Een gemachtigde van diverse buitenlandse beleggingsfondsen was een zeer groot aantal beroepsprocedures begonnen. Daarbij deed hij onder meer een beroep op het Unierecht om zo een teruggaaf van dividendbelasting te krijgen voor zijn cliënten. De beleggingsfondsen zouden namelijk zijn te vergelijken met de fiscale beleggingsinstelling (fbi). De rechtbank vroeg de gemachtigde of de beleggingsfondsen akkoord gingen met een zogeheten vervangende betaling. Dit is een betaling ter vervanging van de niet-geheven dividendbelasting. Zie ook: ‘Instemming met vervangende betaling kon fbi-status redden’ en ‘Buitenlands beleggingsfonds krijgt dividendbelasting terug’. Het primaire standpunt van de beleggingsfondsen was dat de eis van de vervangende betaling in strijd was met het Unierecht.
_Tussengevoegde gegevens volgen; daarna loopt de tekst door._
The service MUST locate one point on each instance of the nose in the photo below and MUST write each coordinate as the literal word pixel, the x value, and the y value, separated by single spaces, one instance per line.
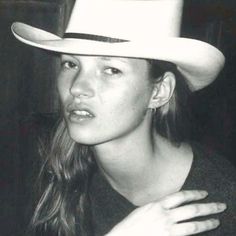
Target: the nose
pixel 82 85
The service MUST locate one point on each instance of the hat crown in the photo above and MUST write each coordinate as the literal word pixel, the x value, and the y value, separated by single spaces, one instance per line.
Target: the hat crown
pixel 134 20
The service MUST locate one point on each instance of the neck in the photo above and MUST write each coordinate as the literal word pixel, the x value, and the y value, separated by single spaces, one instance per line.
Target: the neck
pixel 133 166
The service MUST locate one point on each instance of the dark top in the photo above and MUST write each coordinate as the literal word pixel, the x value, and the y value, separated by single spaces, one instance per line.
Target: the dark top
pixel 209 172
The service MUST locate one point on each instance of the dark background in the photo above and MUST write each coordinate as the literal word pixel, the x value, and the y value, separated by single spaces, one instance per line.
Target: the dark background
pixel 28 95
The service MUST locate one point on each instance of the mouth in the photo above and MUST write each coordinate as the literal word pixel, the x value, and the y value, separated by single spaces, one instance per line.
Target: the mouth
pixel 79 114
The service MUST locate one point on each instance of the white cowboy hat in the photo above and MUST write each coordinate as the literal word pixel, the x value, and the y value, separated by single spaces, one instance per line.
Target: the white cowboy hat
pixel 131 28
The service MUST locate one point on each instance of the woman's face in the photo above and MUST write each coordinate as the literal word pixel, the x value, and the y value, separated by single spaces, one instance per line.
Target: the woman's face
pixel 104 99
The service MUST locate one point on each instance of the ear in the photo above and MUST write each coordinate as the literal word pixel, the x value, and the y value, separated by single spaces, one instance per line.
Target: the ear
pixel 162 90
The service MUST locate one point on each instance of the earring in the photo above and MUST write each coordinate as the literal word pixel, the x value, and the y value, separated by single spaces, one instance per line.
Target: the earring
pixel 154 110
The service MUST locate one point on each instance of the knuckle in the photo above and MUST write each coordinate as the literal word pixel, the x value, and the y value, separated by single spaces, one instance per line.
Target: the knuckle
pixel 192 228
pixel 195 209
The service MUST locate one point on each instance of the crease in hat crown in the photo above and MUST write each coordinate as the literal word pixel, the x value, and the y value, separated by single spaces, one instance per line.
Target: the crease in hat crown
pixel 127 19
pixel 144 29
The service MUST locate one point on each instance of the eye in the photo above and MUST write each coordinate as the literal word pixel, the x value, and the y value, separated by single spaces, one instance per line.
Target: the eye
pixel 69 65
pixel 112 71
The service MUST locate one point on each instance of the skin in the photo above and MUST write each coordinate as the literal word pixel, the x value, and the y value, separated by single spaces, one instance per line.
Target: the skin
pixel 145 167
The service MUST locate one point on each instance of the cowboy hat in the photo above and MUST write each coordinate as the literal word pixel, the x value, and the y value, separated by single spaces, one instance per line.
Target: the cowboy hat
pixel 131 28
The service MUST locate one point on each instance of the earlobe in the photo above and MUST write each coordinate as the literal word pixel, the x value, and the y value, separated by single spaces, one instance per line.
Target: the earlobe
pixel 163 90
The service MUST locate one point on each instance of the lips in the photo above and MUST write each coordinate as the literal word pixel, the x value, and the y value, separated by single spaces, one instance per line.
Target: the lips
pixel 78 113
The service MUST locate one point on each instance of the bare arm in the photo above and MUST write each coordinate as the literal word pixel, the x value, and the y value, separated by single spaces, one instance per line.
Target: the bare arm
pixel 164 217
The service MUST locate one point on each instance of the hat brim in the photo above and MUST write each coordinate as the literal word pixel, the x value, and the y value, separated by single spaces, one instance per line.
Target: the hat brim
pixel 198 61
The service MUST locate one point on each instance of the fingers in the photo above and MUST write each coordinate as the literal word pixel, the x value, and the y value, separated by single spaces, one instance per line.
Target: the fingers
pixel 194 227
pixel 196 210
pixel 182 197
Maar zij gingen subsidiair wel akkoord met een vervangende betaling.
Betaling berekenen over wereldwinst
Het probleem was echter dat de beleggingsfondsen de vervangende betaling alleen berekenden over de Nederlandse winst. Maar de Hoge Raad heeft bepaald dat men de vervangende betaling moet berekenen over de wereldwinst. Dat is een wezenlijk andere wijze, aldus de rechtbank. De rechtbank oordeelt daarom dat de buitenlandse beleggingsfondsen onvoldoende zijn te vergelijken met een fbi. Dat betekent dat tot en met 2007 de Belastingdienst de toepassing van de afdrachtvermindering van dividendbelasting terecht heeft geweigerd.